On Wednesday, January 23, ISET hosted the Governor of the National Bank of Georgia (NBG), Mr. Koba Gvenetadze. Mr. Gvenetadze delivered a profoundly informative lecture about the importance of monetary policies for economic well-being, discussing issues such as the importance of the price stability objective, inflation targeting frameworks (specifically why it is so crucial to avoid both deflation and high inflation), and the efficiency of monetary policy transmission mechanisms under a flexible exchange rate.

Since Milton Friedman, in his Presidential Address to the American Economic Association, presented a clear description of the role of monetary policies, economists (theorists and policymakers) have concentrated on studying the importance of price stability as a primary objective of monetary policies and designing an optimal policy to achieve it. The economic costs of high and unstable inflation can be enormous. First, high inflation creates uncertainty in prices and distorts price signals, which leads to the inefficient allocation of scarce resources. Secondly, uncertainty related to high and volatile inflation complicates long-term planning, which forces businesses to invest in short-term projects, instead of investing in more productive long-term activities. Thirdly, lower inflation reduces interest rates and contributes to financial stability. However, moderate inflation is a result of economic growth.

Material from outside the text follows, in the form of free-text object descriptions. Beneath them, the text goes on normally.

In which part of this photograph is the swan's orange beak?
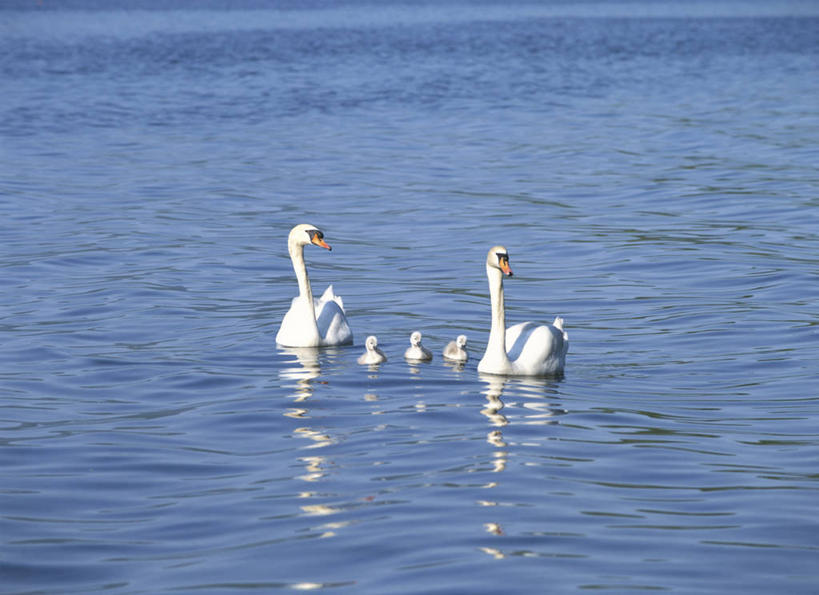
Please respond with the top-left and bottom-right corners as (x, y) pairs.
(312, 237), (332, 251)
(500, 259), (513, 276)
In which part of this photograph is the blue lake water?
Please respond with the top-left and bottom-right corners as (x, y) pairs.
(1, 1), (819, 592)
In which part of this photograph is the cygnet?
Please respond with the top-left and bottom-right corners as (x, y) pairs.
(442, 334), (468, 362)
(358, 335), (387, 365)
(404, 331), (433, 362)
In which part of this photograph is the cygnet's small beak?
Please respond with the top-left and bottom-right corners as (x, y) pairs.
(312, 237), (332, 251)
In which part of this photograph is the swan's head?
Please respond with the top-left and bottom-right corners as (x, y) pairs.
(290, 223), (331, 251)
(456, 334), (467, 348)
(365, 335), (379, 350)
(486, 245), (513, 276)
(410, 331), (422, 346)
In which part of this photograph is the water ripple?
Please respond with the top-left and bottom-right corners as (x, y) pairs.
(2, 6), (819, 594)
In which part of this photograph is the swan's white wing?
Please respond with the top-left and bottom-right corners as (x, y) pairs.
(317, 284), (344, 311)
(504, 321), (536, 361)
(315, 286), (353, 346)
(506, 321), (567, 375)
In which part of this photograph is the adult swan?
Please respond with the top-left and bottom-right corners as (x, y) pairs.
(275, 224), (353, 348)
(477, 246), (568, 376)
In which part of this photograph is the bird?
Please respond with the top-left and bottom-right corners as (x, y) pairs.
(275, 224), (353, 348)
(404, 331), (433, 362)
(442, 334), (468, 362)
(477, 246), (568, 376)
(358, 335), (387, 365)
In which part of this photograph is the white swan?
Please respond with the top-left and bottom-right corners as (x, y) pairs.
(275, 223), (353, 348)
(477, 246), (568, 376)
(358, 335), (386, 365)
(443, 334), (468, 362)
(404, 331), (433, 361)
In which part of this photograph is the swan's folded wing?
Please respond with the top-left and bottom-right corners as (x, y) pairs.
(317, 284), (345, 311)
(556, 317), (569, 354)
(505, 321), (536, 362)
(315, 293), (353, 345)
(507, 322), (566, 375)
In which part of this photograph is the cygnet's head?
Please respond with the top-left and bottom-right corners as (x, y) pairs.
(486, 245), (513, 276)
(456, 334), (467, 348)
(289, 223), (331, 250)
(410, 331), (422, 346)
(365, 335), (379, 350)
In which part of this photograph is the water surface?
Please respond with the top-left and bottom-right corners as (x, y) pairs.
(1, 2), (818, 593)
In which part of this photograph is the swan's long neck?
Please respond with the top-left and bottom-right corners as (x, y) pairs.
(486, 265), (509, 364)
(290, 240), (316, 318)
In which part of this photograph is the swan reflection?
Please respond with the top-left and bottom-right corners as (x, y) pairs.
(294, 428), (333, 449)
(480, 374), (509, 428)
(478, 372), (565, 454)
(278, 347), (335, 498)
(479, 373), (565, 429)
(279, 346), (322, 403)
(297, 454), (328, 482)
(479, 374), (511, 481)
(479, 546), (506, 559)
(406, 361), (423, 375)
(278, 347), (361, 539)
(477, 373), (565, 559)
(443, 359), (467, 374)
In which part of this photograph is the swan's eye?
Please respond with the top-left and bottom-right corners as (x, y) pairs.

While high and unstable inflation sacrifices social welfare, the effects of deflation (price reduction) are no less harmful, as it leads consumers and firms to postpone spending and investment, makes borrowing more costly in relative terms, and is followed by higher inflation. Those harmful effects of high inflation, as well as deflation, are the reasons why central banks have symmetric objectives related to price stability. According to published literature and research, the optimal level of inflation for advanced economies seems to be around 1-2%, while the same measure for emerging markets reaches 2-4%.

In 2019, the NBG adopted an inflation-targeting regime as a framework for maintaining price stability. In the beginning, the inflation target in Georgia was 6%, but along with rising confidence in the policy, the target was gradually reduced to 3% in 2018, which is the desired level of inflation in the long run for Georgia. Mr. Gvenetadze considers that the introduction of an inflation-targeting framework was one of the main improvements that contributed to the low-inflationary environment.

The Governor of the NBG also discussed the benefits of the inflation targeting regime and flexible exchange rate; the importance of improving communication with the media; challenges related to financial dollarization, and de-dollarization policy measures. The openness of the President of the NBG to the opinions and questions raised by the audience made the event extremely productive, interactive, and interesting for all parties involved.